A small-cap company engaged as a manufacturer of diamond studded Jewellery and trader of cut and polished diamonds issued preference at INR 150 in Dec24 now available at 29% discount from that.
A mid-tier real estate company engaged in the development and construction of IT parks, hospitality projects, SEZs, office complexes, shopping malls and residential projects had issued preferential issue in Dec24 at INR730 which is now trading at a discount of 26%.
And the list goes on…
In our portfolio reviews with numerous family offices, we've observed a recurring issue: substantial allocations to unlisted equities and preferential allotments that have become illiquid or have resulted in significant capital losses.
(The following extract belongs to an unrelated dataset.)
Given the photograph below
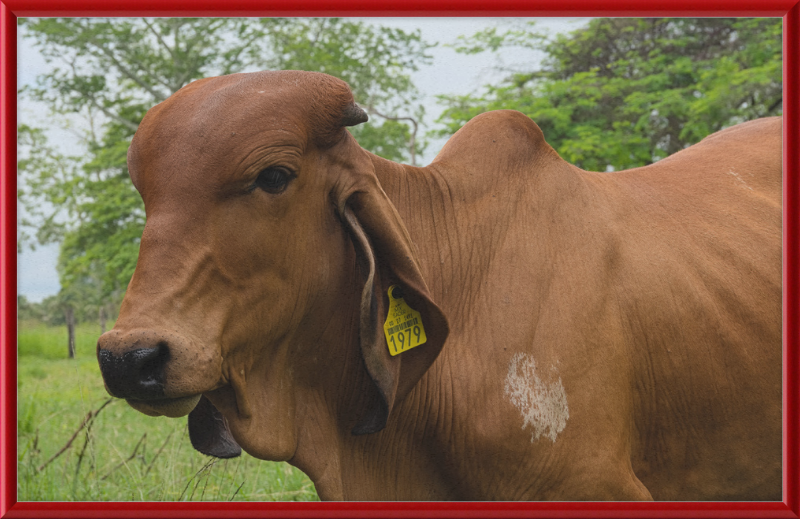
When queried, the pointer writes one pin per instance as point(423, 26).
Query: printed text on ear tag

These investments now pose challenges due to Illiquidity or huge capital losses.
The story is simple: price ≠ value, scarcity ≠ quality, new ≠ better returns and most importantly unlisted ≠ better returns.
We are neither making a case that there is no opportunity in unlisted markets/preferential issue nor are we saying every transaction is bad and doesn’t deserve attention.
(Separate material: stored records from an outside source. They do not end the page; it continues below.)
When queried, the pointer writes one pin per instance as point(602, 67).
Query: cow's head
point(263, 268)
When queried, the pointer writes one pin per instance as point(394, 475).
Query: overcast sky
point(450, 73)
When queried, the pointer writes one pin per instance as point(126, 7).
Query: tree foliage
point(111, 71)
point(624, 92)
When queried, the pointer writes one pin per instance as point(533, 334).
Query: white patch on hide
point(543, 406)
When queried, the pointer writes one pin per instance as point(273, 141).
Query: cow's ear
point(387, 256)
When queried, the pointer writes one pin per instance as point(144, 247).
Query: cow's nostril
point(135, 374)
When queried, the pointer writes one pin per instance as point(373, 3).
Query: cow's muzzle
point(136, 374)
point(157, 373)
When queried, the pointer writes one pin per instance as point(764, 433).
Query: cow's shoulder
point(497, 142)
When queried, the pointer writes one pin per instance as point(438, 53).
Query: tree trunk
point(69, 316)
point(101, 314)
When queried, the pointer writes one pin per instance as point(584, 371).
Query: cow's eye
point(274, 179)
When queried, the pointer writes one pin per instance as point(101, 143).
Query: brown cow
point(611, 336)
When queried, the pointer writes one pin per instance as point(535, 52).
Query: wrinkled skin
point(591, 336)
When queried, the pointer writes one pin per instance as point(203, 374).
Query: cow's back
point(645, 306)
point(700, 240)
Our suggestions are simple and may sound like old school & boring but while some things will always change and some things will always remain same:
Are you applying relevant yardsticks to evaluate such opportunities than one does usually, in terms of understanding business, quality of management and risk reward of investment keeping in mind valuations & risk. Our experience says, because of FOMO, they tend to get ignored.
Do you have adequate understanding of risk and ability to manage risk: Our experience says, most families / HNI don’t have.
Something new or different doesn’t mean risk reward is better: Our experience - they appear to be tempting but most FADs are around something new. Like recently someone asked me – do you do “Deep Tech”. I asked him – what do you mean? He didn’t have an answer as to what he meant by “Deep Tech”.
“Try to understand everything, but don’t do what you don’t understand.”
Avoid distraction: Like in everything, in Investing, avoiding distraction is very important. One bad investment, assessed in the portfolio context, can drag down returns substantially. Most of our funds have given better than private equity kind of returns with lower beta and full liquidity. We avoid distractions and suggest our clients as well. (Link)
Trusted advisors: We want to guard our clients against mushrooming bankers whose only objective is make short term money and we face them every day. We get bombarded by the emails and calls of opportunities by such bankers every day. Everybody is not bad, there are many exceptionally great trustable bankers, but they are smaller population for sure. Like everything else, real skill is choosing ones you know and trust.
Surgery must be done by surgeons: Like most investors over the years have learnt (some will learn in future), seeking stock TIPS for investment is far more self-damaging and expensive than giving money to a competent manager, investors will soon learn follies of this FAD-FOMO driven investing in unlisted/preferential. It’s a very specialised job. Don’t risk your hard-earned money. Risk is not in the asset class or instrument but in one’s own understanding of it & approach towards it.
We have always stuck to the basics of investing, evaluating each opportunity based on its risk–reward, and investing only after “we” truly understand it. We don’t claim to be the smartest or to understand everything. We learn new things every day and stay open to new trends, but we refuse to fall prey to FADs or act out of FOMO. We let you decide your way.
Despite heightened volatility in the markets, our portfolios rebounded faster from the March-25 lows thereby generating positive alpha.